Breitling operates two manufacturing facilities, in Grenchen and La Chaux-de-Fonds and is famed for its pilot watches.CVC will acquire an 80 per cent stake in the watchmaker with owner Theodore Schneider “re-investing” and retaining 20 per cent of the company which began in 1884.
Schneider is quoted in European media at the weekend saying, “I am convinced CVC is the right partner to elevate Breitling to the next level. CVC’s expertise, track-record and international network will help unlock Breitling’s full potential.”

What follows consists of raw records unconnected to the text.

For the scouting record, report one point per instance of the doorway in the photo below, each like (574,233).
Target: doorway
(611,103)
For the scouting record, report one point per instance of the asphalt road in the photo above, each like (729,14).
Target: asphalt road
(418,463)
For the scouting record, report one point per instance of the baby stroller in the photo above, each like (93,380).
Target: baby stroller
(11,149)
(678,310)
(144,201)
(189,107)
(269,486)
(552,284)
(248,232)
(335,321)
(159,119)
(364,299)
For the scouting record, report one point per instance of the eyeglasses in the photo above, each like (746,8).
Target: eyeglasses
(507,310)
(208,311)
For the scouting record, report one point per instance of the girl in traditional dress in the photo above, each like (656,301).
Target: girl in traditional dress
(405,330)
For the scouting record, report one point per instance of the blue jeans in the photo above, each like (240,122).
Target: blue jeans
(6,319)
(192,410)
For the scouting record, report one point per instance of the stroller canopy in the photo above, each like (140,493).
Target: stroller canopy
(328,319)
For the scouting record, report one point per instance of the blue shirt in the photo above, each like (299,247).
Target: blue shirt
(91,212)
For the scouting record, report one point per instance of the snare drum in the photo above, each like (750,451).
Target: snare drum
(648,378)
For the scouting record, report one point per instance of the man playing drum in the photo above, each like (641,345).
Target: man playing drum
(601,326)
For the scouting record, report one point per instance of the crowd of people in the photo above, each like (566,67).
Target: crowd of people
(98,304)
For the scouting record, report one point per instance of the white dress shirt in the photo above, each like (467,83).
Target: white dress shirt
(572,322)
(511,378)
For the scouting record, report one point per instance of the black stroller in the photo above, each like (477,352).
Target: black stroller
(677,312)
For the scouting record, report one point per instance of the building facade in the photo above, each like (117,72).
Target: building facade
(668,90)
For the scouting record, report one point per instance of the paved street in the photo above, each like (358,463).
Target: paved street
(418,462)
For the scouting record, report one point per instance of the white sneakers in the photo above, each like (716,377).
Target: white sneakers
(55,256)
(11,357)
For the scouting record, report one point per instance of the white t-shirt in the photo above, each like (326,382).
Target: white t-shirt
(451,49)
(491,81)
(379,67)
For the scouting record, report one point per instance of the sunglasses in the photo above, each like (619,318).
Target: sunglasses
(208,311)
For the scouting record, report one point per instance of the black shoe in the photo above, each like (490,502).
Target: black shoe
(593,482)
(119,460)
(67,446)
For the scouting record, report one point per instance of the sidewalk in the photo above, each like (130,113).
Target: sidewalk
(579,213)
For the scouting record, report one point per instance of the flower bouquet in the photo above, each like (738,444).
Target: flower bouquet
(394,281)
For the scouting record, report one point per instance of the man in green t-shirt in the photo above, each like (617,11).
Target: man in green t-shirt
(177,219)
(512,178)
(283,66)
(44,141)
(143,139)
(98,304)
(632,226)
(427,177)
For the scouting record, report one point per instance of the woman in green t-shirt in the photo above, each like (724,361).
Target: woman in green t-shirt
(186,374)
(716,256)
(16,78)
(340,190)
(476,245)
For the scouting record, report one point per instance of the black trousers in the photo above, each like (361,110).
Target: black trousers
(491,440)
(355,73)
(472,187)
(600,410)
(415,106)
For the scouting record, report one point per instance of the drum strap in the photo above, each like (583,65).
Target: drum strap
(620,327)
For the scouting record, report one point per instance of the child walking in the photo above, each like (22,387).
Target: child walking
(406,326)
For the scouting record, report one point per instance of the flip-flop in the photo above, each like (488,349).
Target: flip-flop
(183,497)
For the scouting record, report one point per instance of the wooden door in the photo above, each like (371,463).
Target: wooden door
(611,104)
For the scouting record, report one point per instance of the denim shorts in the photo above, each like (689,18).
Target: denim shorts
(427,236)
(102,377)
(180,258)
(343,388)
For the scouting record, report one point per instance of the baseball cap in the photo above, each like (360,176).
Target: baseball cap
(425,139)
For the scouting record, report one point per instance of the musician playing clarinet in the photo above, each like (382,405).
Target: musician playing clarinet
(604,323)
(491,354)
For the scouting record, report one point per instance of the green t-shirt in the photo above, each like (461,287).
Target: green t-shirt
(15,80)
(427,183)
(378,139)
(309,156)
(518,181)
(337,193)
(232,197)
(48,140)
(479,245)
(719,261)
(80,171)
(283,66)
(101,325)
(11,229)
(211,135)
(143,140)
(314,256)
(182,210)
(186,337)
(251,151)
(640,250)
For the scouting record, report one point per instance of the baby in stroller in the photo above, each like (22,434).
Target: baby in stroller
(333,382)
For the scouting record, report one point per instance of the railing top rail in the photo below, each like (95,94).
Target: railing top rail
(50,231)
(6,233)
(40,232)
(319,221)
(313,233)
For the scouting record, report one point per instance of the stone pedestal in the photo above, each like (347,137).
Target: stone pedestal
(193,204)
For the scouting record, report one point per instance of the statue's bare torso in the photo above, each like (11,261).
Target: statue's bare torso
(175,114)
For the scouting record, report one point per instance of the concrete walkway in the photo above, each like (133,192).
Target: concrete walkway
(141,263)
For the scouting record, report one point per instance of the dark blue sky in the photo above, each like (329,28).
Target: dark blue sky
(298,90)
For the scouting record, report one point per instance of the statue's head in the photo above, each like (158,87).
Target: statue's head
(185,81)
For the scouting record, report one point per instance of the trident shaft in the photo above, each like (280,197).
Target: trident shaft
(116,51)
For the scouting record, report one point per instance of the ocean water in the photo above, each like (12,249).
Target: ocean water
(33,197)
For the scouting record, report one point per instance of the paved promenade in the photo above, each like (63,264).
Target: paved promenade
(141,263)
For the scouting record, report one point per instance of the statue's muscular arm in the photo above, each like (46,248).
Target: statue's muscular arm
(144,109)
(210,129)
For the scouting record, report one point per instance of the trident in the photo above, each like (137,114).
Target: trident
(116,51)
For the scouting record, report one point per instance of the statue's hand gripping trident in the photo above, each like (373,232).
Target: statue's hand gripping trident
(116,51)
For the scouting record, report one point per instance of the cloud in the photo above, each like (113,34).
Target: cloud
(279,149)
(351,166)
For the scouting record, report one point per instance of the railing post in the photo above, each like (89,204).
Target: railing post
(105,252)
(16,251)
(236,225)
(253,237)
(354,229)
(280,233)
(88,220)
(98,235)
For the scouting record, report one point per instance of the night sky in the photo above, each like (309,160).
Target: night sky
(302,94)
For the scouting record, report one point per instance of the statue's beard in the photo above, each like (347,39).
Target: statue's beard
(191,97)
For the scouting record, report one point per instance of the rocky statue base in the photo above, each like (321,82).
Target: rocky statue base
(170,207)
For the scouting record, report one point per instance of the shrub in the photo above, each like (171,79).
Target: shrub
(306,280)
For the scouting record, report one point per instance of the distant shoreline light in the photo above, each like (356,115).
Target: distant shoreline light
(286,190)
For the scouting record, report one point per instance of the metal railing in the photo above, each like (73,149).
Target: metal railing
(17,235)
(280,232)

Other reports suggest China is seen as a market of great potential to the brand, one whose mostly larger-sized watches have not been a natural choice there to this point. Breitling reported sales of some $US420 million last year, but has been rumoured to be up for sale for some time. It is one of the few brands not belonging to the four luxury conglomerates: Richemont, the Swatch Group, LVMH and to a lesser extent Kering. Swiss watch exports rose for the first time in March, ending their longest slump on record.
That said shipments to Hong Kong rallied 18 per cent for the month while China rallied 38 per cent, the biggest advance in two years and the sixth consecutive monthly gain there, while exports to the US rose 16 per cent.
And Australia? Up 21.1 per cent this March compared with March 2016. In total Swiss watch exports – viewed as a yardstick for demand – grew 7.5 per cent to 1.6 billion Swiss francs for the month, still well shy of the 2 billion-odd figure of a few years back.